All'interno del veicolo, Thomas Davenport lottava con un brandello di carta che osava chiamare mappa. Rivolse uno sguardo al suo datore di lavoro, William Quinton, e disse: "Signore, questo dovrebbe essere il posto giusto".

William strizzò l'occhio alla scena tetra. La pioggerellina pendeva nell'aria come un'uggiosa poesia resa tangibile, eppure lo squallore che lo circondava - una strada fangosa dove le erbacce prosperavano e il fango era spesso presente - lo fece rabbrividire. La vista indecorosa di anatre cenciose che si aggiravano con le piume sporche oltre il riconoscibile non faceva che accrescere il suo disagio.

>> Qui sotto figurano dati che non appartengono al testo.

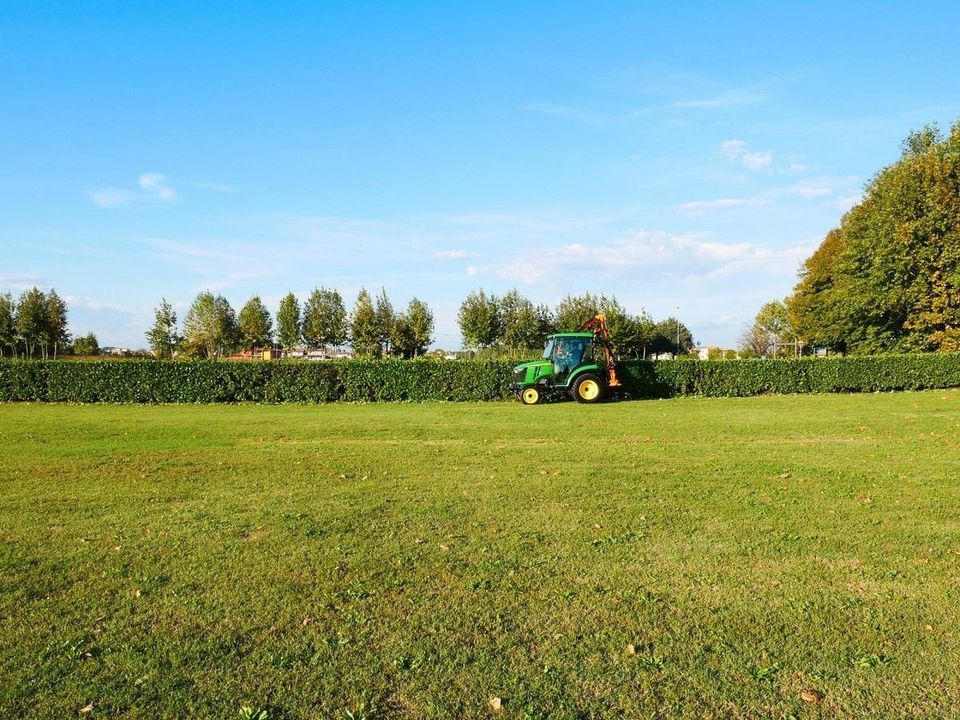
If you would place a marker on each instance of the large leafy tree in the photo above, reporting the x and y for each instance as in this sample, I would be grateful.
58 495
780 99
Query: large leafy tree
523 325
888 279
481 323
769 332
288 322
574 310
666 334
255 324
629 334
324 318
365 327
31 319
55 333
412 330
86 345
386 317
162 335
8 324
210 327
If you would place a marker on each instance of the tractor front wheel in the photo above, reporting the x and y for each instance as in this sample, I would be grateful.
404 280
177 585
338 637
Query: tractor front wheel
529 396
588 389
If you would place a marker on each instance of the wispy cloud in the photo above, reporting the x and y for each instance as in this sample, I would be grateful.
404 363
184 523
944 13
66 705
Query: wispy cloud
453 255
846 202
21 281
151 188
737 151
693 257
156 184
699 207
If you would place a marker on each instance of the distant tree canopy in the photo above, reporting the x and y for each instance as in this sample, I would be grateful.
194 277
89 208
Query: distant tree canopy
162 335
210 328
888 279
514 323
769 333
255 325
86 345
35 324
324 319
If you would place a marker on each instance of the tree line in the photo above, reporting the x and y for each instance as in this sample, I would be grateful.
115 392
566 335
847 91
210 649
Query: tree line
888 278
33 324
513 323
212 329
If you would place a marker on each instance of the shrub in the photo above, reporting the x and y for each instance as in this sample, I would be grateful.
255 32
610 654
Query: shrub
168 381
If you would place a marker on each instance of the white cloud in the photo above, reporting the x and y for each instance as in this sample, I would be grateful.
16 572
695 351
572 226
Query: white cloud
153 188
21 281
699 207
807 192
847 202
156 184
693 258
736 150
110 197
453 255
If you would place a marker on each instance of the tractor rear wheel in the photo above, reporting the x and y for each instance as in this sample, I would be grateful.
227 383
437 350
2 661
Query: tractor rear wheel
529 396
588 389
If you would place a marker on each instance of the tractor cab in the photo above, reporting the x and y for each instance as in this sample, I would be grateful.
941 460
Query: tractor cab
567 351
568 366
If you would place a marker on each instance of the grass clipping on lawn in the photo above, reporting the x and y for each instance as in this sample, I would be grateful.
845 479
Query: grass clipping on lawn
689 558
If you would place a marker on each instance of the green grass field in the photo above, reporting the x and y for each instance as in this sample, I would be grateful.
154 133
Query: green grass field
689 558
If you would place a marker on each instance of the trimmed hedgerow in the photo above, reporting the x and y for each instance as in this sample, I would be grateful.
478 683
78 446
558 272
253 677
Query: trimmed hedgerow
156 381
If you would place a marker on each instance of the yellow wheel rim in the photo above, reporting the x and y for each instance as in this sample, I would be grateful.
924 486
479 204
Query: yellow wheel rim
589 389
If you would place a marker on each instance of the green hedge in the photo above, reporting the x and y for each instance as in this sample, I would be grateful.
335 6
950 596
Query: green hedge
154 381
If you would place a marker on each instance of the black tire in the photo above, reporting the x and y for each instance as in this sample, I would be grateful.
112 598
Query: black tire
588 388
530 396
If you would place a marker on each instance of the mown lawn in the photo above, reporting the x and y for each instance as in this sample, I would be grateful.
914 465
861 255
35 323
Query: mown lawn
689 558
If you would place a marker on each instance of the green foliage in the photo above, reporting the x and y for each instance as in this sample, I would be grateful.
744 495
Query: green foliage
288 321
574 310
425 379
385 319
55 334
665 337
324 319
481 323
255 325
210 328
365 328
771 328
522 326
412 330
86 345
31 318
162 336
888 279
8 325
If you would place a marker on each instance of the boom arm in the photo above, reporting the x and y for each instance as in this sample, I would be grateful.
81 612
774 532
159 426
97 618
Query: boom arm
598 324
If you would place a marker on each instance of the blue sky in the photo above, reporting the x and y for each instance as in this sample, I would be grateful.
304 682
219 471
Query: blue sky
675 154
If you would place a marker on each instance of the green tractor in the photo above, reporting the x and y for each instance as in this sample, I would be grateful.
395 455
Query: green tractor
569 366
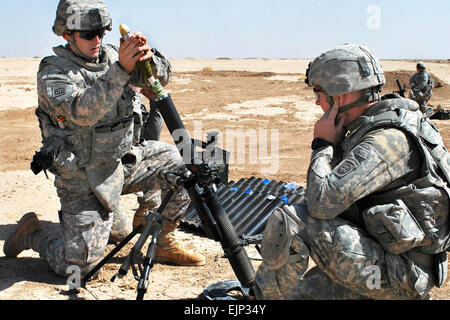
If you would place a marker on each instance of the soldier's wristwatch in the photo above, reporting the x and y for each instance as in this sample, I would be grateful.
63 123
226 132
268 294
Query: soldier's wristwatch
320 143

Aggrottando le sopracciglia, pensò che se suo nonno non avesse insistito per questa visita, avrebbe immaginato di assistere a un luogo simile solo attraverso l'obiettivo di uno schermo televisivo.

Signore, forse preferirebbe aspettare in macchina", suggerì Thomas, cogliendo il disagio di Williams. Un membro dell'elite della famiglia Quinton non apparteneva a un posto come questo. Diamine, persino Thomas, che aveva visto la sua parte di guai, era riluttante a uscire e a sporcarsi le scarpe.

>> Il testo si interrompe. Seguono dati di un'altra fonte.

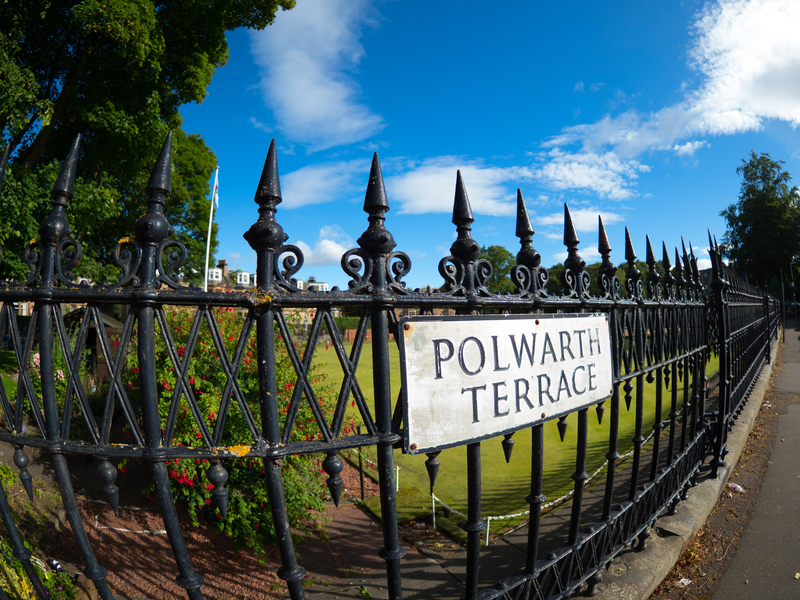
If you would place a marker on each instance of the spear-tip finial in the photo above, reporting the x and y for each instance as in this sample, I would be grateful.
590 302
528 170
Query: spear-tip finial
462 211
161 177
269 186
524 227
665 257
651 258
570 235
375 199
65 184
603 245
3 162
630 253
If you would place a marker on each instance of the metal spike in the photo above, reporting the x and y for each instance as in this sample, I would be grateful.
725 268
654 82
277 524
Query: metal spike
524 227
651 259
603 245
432 465
628 388
65 184
108 473
22 461
462 211
269 186
217 475
570 235
562 427
161 177
508 446
527 256
376 192
3 163
333 465
665 258
630 253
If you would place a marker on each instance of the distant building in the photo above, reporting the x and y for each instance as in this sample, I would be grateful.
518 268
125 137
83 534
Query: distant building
312 285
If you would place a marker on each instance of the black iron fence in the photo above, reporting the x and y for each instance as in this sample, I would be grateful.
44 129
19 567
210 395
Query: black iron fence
664 330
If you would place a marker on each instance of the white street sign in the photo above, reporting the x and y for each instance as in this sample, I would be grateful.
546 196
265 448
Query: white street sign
468 378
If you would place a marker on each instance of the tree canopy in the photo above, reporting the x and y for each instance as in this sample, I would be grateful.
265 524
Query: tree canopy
763 227
116 72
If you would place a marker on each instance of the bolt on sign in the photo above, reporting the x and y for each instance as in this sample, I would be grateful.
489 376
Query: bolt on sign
468 378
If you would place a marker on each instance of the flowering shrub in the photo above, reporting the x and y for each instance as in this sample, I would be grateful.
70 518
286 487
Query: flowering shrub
248 521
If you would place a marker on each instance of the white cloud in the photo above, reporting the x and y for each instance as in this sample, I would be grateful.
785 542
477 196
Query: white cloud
306 59
689 148
703 263
259 125
584 219
332 243
324 182
747 53
604 174
589 255
430 186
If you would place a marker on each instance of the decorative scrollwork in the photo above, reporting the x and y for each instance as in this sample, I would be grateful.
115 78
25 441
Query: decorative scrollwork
176 255
577 283
634 287
353 262
465 278
32 255
398 265
453 273
530 282
68 254
127 255
483 272
610 285
288 261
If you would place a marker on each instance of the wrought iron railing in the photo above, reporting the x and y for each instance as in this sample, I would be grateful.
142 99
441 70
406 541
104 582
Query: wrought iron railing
664 328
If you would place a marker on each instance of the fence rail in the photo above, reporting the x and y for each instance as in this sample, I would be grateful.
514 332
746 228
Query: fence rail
664 328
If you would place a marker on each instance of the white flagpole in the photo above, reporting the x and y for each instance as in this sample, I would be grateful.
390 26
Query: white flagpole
210 220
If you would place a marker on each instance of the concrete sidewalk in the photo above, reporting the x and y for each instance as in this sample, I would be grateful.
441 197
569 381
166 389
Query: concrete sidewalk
345 565
768 558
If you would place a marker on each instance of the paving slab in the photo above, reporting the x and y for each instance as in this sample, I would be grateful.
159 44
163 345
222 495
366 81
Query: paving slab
768 558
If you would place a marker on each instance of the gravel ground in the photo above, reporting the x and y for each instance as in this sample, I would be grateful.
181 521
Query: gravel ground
706 560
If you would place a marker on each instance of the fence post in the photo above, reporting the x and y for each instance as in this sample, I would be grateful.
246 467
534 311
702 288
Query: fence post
375 252
767 327
719 305
266 237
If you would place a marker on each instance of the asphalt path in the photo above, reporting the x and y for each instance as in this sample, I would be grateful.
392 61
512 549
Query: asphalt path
767 564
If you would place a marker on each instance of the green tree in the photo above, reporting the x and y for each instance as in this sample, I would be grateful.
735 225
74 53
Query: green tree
116 72
763 227
502 261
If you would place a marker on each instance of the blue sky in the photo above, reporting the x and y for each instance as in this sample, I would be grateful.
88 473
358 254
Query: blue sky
638 111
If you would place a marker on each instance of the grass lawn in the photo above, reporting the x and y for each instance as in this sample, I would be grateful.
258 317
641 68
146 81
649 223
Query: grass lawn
505 486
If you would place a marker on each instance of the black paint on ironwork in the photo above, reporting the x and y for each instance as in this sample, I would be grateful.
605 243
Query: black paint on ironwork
663 331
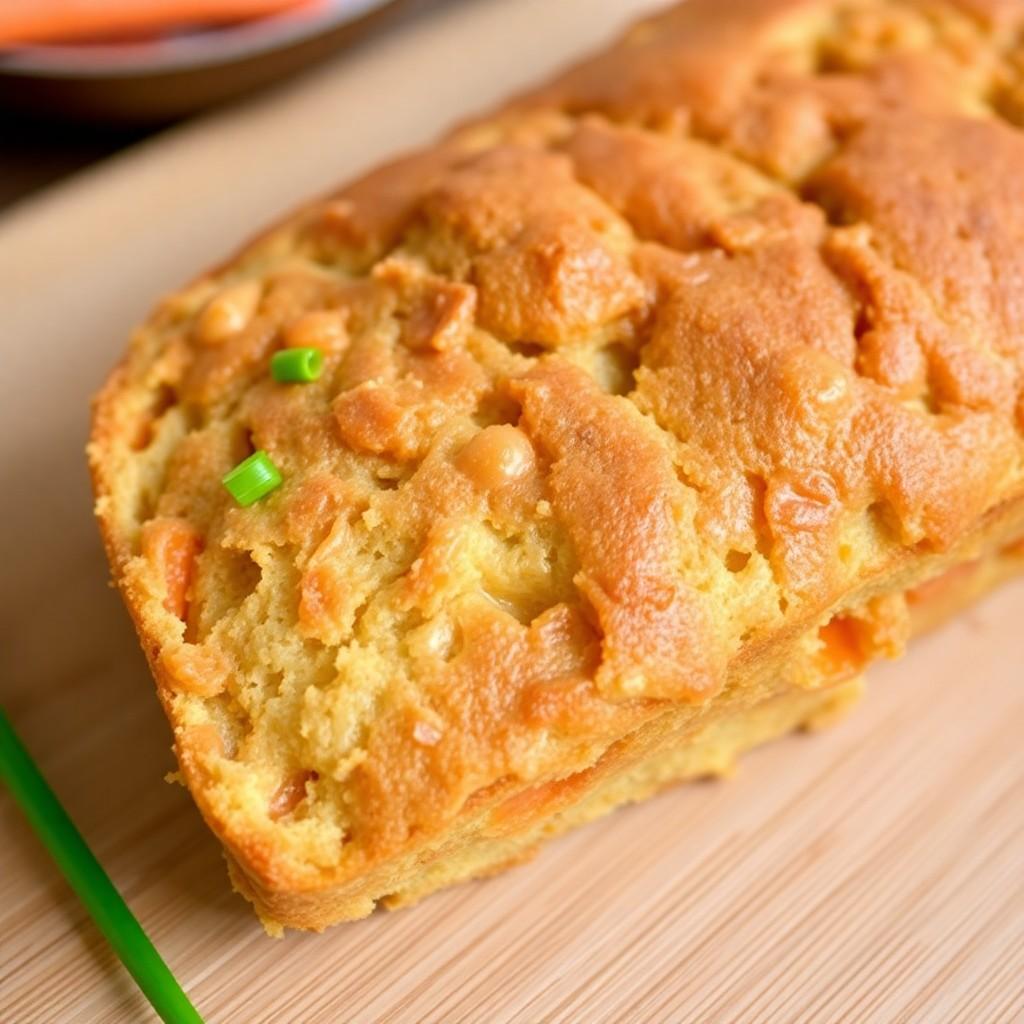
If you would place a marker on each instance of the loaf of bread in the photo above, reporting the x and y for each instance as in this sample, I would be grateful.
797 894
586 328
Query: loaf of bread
653 407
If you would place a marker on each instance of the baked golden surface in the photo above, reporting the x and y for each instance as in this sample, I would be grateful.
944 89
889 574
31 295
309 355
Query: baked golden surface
647 399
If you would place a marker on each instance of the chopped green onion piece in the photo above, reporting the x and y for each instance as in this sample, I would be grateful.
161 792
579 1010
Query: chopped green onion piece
253 478
90 882
297 365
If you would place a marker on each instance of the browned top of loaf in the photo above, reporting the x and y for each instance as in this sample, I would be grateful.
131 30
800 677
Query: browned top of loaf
659 360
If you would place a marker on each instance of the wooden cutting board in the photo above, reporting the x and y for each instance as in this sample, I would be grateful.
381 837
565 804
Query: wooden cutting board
873 872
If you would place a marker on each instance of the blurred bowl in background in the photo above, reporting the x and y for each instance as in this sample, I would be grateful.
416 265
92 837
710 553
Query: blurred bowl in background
160 80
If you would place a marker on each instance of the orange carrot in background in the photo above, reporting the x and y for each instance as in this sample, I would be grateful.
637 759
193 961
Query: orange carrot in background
28 22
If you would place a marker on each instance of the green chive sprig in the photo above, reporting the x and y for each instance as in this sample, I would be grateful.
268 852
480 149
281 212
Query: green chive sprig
252 478
90 882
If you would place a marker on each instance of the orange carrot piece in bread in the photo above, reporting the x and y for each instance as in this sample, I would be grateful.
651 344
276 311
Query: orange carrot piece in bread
171 545
73 20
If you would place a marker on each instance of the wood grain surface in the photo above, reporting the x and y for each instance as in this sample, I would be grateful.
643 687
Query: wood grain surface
871 872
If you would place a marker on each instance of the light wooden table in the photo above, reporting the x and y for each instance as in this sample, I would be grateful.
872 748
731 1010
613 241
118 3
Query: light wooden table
873 872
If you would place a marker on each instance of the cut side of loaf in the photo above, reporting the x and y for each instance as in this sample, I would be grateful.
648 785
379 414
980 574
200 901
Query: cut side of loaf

William non rispose. Abbassò invece il finestrino e intravide una baracca fatiscente poco distante, dove una giovane ragazza dai capelli lunghi sedeva sulla soglia, scrutando nella loro direzione. Indossava un vestito blu sbiadito con le spalle rattoppate e aveva i piedi nudi che erano sporchi del terreno sottostante.

Se l'indirizzo era corretto, questa ragazza era quella che William era venuto a cercare.

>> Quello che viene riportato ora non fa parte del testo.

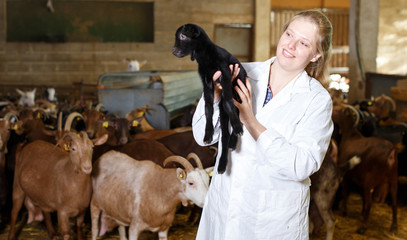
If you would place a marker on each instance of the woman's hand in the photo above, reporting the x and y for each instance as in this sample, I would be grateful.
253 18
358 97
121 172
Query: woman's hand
217 91
246 114
245 108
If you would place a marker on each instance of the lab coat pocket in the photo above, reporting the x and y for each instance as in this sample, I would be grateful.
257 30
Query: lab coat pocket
278 215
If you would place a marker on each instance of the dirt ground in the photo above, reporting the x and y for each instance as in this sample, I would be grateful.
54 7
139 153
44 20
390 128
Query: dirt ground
378 229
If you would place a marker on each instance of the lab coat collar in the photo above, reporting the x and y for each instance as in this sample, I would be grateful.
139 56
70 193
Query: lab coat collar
259 73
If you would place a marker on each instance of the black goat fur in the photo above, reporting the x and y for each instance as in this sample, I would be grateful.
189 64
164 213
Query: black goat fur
191 39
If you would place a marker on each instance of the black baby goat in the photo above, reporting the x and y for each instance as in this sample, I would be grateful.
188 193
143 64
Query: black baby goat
191 39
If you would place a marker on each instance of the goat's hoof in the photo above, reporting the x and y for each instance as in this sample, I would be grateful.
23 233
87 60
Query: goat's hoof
207 140
361 230
393 228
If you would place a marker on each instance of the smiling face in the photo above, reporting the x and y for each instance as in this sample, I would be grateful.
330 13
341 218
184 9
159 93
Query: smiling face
298 45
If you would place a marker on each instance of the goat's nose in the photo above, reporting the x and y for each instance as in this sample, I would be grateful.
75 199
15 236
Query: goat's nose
87 169
123 140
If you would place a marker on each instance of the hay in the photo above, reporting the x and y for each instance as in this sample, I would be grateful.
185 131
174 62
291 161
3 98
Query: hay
378 228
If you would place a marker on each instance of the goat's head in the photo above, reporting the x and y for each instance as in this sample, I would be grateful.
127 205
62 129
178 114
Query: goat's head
383 106
80 149
345 115
27 98
195 181
187 40
134 65
4 135
118 130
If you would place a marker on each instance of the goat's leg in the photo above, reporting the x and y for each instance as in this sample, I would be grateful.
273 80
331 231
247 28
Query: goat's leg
228 104
49 226
163 235
208 97
122 232
224 123
393 192
63 222
94 214
18 199
324 209
366 209
134 231
344 196
79 225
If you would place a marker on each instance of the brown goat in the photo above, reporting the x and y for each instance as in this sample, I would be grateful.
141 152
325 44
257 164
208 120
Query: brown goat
91 118
141 194
378 167
54 178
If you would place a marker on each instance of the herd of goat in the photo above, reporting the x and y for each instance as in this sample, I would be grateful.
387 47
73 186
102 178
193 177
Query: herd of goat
128 174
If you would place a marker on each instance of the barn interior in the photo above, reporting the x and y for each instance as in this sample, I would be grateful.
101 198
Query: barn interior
115 58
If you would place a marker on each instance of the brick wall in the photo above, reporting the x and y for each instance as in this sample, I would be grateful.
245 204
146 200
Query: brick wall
61 64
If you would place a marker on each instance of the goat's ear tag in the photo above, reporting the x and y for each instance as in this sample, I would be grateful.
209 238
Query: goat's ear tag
140 114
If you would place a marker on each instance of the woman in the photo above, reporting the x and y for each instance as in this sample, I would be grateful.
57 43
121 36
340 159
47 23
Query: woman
264 193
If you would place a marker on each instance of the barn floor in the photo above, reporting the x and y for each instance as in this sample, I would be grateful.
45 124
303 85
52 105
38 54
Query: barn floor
379 224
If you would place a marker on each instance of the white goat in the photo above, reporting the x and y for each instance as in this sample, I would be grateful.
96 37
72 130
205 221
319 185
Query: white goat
27 99
134 65
143 195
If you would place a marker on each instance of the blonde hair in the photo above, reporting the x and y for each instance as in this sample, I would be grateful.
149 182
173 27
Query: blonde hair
319 68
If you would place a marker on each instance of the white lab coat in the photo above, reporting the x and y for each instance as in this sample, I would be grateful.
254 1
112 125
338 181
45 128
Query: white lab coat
264 193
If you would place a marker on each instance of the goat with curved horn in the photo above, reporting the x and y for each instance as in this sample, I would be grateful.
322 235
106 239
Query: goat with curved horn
389 99
196 159
69 120
185 163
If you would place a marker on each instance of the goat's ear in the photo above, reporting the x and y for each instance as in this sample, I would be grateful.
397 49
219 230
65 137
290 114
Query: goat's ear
181 174
20 92
209 171
101 140
192 55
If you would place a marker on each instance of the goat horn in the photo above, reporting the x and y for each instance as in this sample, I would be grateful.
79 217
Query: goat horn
47 103
391 100
215 149
69 120
99 106
356 113
187 165
60 122
196 159
10 115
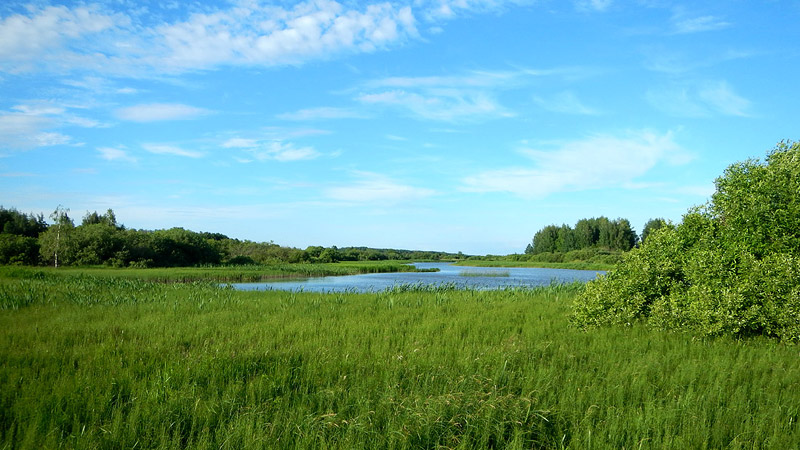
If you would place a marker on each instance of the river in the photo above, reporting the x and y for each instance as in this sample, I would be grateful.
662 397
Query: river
461 276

Spalancò la porta e sfidò la pioggia leggera, dirigendosi direttamente verso la casa sgangherata. Thomas prese in fretta un ombrello e mise in sicurezza il veicolo.

Lo sguardo di Eleanor Wetherby era fisso sul SUV e sul suo occupante. Con sua grande sorpresa, uscì un uomo alto e dalle lunghe membra. Il cuore le batteva forte. Sebbene andasse bene a scuola, le parole le sfuggivano mentre osservava la figura davanti a lei: era straordinariamente bello, una visione che andava ben oltre quella di chiunque avesse mai incontrato.
Se fosse stata costretta a descriverlo, sarebbe ricorsa a cliché da manuale: lineamenti affilati, occhi suggestivi, portamento elegante, tutte le parole che le venivano in mente sembravano del tutto inadeguate a catturare la bellezza che le stava davanti.

Osservò il suo avvicinarsi, mentre il panico la invadeva. Abbassò la testa, sentendo il peso di un secondo sguardo come un'invasione. In un attimo si alzò e si chiuse la porta alle spalle, lasciandone solo una fessura socchiusa.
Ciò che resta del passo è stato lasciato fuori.